Firstly, I arrived after that thread got closed, and I’d prefer not to press-my-luck by re-creating that discussion, because that could close down this thread. Secondly, I didn’t want to make this about any one poster or any one phrase. I too sometimes let a “crazy” or “deranged” or “unhinged” slip from my tongue.

In general, working to de-stigmatize mental illness and reduce abelist language are evergreen issues that I think help all of us be more articulate, thoughtful, and inclusive in our speech. So, I left out quoting people in order to focus on the casual ways we let euphamisms for mental illness stand-in for actions we don’t understand and for people we fear.

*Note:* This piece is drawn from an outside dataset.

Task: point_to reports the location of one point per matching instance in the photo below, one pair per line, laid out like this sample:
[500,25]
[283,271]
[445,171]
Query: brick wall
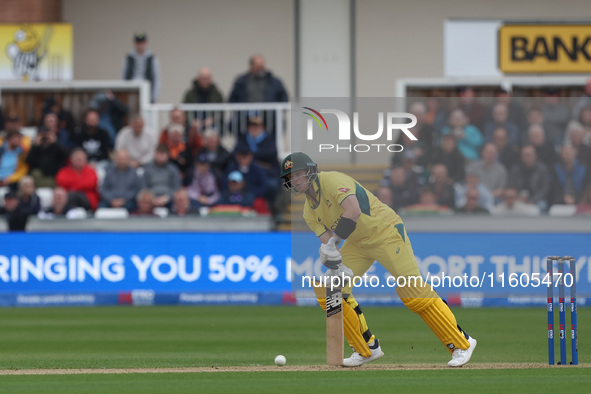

Still, Sir Platanoides, you’ve several times now opined that you only saw one instance where someone invoked mental illness. By my reading, I saw many, by many posters. Again, I’m not desiring point out any of these people, because in general I think most of these were casual, off-hand remarks. But here goes, copy-pasta:

"not getting the psychiatric care they should've received"
"I'd be surprised if the rate of psychosis among suicide bombers wasn't much higher than in the general population."
"perhaps mental illness makes some more prone to adopting fringe ideologies"
"This guy may be a lone wolf nutcase" 
"I hold out that it could have easily already been mentally unstable"
"the lone nut usually just has it all in his head"
"I'd contend that just about anyone who goes on a random shooting rampage, especially as a loner, is mentally ill."
"He's a murderer, and probably crazy, too, it seems to me."
"certainly I see that the crime and hate and murder are symptomatic of mental illness"
"Mental health issues are race-blind, anybody can get one."
"That does not make the killer any less crazy in head."
"He could also be mentally ill."
"perhaps extreme racism is a type of mental illness"
"They seem mostly harmless but like any group some members are wackadoo."
"And, well yes, killing bunch of people because of the colour of their skin (or their religion, or their gender, etc...) is a crazy thing to do in that it is not rational, not actually justifiable according to rational thought -- and in that sense someone who does it could be said to be "crazy.”"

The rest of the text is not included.